Voormalige premier van Bangladesh Hasina veroordeeld tot zes maanden in minachtingszaak
Sheikh Hasina, de afgezet premier van Bangladesh en voorzitter van de Awami League, is veroordeeld tot zes maanden gevangenisstraf wegens minachting van de rechtbank door het Internationale Straftribunaal van Bangladesh (ICT).
Het drieleden tellende tribunaal, onder leiding van rechter Golam Mortuza Mozumder, heeft het vonnis woensdag in afwezigheid van Hasina uitgesproken. De straf gaat in bij haar arrestatie of vrijwillige overgave, aldus aanklager Muhammad Tajul Islam tegen de pers.
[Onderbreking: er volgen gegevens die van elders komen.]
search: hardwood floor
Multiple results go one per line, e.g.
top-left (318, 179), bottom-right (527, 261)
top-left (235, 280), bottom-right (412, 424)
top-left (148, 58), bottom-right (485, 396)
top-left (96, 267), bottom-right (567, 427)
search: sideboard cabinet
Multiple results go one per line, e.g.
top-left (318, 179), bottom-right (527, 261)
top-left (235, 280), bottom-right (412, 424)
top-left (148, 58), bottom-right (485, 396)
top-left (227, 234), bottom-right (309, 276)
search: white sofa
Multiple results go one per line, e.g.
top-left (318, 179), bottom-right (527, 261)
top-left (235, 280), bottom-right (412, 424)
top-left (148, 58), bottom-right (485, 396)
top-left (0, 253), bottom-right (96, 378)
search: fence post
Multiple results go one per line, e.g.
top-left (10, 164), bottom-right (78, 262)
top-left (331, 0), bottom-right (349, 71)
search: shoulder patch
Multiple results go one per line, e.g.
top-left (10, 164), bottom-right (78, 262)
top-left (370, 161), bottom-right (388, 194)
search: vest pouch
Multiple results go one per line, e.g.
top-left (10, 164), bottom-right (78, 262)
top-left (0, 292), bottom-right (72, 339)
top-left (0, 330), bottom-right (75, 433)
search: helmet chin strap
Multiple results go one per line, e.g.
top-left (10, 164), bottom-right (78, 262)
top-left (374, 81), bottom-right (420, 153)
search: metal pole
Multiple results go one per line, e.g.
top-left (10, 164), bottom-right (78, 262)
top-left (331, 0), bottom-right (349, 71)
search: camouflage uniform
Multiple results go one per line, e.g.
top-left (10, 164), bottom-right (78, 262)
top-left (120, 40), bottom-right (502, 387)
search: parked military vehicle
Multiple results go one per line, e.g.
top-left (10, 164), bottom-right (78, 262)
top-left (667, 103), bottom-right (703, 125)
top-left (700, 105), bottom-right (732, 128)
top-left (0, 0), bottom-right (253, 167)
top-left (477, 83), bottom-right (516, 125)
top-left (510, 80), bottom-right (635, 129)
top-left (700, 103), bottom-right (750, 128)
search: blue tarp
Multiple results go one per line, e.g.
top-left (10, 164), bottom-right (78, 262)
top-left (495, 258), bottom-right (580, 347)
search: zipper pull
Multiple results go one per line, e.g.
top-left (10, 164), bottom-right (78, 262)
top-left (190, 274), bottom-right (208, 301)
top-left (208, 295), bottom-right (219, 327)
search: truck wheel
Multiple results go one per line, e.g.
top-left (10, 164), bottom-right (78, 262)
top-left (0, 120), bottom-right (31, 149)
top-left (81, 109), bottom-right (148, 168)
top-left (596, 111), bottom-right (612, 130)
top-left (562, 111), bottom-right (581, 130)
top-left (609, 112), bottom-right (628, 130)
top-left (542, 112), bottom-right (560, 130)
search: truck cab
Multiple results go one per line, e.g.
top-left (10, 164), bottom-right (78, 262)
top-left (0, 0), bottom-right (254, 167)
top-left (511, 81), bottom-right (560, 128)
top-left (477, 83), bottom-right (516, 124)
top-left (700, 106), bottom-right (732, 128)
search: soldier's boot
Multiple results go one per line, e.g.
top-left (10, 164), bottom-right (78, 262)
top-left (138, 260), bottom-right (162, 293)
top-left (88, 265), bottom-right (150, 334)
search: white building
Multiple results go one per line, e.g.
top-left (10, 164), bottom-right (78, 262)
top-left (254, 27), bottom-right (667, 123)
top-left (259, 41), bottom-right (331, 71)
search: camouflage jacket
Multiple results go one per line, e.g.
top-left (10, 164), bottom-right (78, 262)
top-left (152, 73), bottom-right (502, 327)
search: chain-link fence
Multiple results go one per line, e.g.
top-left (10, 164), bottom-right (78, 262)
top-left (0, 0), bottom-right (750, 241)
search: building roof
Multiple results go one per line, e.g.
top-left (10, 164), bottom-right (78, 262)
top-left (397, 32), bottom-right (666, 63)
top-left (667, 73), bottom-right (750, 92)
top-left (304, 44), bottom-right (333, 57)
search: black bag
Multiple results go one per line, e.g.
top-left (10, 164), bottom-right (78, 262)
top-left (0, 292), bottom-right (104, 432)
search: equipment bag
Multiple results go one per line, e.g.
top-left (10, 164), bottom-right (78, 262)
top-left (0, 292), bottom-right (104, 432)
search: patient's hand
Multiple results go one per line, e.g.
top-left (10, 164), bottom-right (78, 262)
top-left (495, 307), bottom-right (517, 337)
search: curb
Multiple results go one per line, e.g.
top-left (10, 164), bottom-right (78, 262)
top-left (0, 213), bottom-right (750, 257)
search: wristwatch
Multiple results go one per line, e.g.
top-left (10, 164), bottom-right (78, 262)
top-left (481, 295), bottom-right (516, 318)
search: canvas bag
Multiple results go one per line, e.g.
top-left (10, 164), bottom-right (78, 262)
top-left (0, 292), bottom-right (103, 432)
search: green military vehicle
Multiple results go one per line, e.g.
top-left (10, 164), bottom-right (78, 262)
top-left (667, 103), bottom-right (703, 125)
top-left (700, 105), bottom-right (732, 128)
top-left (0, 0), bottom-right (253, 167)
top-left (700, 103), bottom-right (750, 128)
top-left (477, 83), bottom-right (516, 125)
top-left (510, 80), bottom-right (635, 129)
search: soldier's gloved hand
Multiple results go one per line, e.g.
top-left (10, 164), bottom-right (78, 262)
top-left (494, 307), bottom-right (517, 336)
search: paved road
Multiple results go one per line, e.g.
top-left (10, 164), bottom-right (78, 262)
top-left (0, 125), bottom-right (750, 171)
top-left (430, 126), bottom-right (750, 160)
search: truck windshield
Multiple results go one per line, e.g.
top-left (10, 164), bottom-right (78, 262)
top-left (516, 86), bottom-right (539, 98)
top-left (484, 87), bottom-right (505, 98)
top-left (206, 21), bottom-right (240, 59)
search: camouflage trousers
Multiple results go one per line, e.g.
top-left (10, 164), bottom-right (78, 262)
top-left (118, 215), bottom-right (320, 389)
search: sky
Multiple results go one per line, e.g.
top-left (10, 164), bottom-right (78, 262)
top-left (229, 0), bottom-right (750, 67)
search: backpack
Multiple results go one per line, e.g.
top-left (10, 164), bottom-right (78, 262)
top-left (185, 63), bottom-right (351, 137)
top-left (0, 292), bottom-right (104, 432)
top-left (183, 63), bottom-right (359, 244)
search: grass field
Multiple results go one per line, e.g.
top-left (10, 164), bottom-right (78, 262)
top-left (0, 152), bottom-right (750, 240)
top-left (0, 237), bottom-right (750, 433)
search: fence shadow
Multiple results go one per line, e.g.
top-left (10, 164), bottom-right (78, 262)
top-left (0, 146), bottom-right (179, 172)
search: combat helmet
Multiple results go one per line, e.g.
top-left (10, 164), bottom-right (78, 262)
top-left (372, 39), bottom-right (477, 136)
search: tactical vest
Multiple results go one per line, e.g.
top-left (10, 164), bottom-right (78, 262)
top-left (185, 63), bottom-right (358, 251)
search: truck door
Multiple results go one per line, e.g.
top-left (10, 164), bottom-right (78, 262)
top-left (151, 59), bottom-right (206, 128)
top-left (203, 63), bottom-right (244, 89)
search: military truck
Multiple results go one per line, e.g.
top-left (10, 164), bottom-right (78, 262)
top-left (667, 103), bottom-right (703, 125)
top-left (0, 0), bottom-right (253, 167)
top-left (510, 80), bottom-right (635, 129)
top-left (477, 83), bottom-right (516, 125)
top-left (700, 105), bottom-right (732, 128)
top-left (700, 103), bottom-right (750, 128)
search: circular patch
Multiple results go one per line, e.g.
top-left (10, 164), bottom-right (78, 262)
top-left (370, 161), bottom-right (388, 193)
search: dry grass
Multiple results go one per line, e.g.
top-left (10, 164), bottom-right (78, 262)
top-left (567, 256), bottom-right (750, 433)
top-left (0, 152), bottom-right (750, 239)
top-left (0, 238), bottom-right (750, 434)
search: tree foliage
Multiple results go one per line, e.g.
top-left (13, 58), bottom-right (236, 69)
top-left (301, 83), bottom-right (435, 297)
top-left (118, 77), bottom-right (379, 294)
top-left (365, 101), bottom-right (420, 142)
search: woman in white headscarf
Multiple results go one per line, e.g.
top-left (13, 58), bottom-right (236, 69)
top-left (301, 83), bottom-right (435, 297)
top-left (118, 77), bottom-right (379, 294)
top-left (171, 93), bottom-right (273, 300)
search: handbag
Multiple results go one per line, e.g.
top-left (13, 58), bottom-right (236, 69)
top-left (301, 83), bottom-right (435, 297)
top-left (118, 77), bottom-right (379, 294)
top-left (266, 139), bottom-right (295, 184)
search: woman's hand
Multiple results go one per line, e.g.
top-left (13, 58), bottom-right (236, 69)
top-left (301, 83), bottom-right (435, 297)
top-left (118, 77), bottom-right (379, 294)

Hasina, die na een door studenten geleide opstand vorig augustus naar India is gevlucht, wordt geconfronteerd met verschillende aanklachten. Dit is de eerste keer dat ze een formeel vonnis heeft gekregen in een van de zaken.
Shakil Akand Bulbul, een senior figuur binnen de verboden studentenorganisatie Chhatra League van de Awami League, is ook veroordeeld tot twee maanden in dezelfde zaak.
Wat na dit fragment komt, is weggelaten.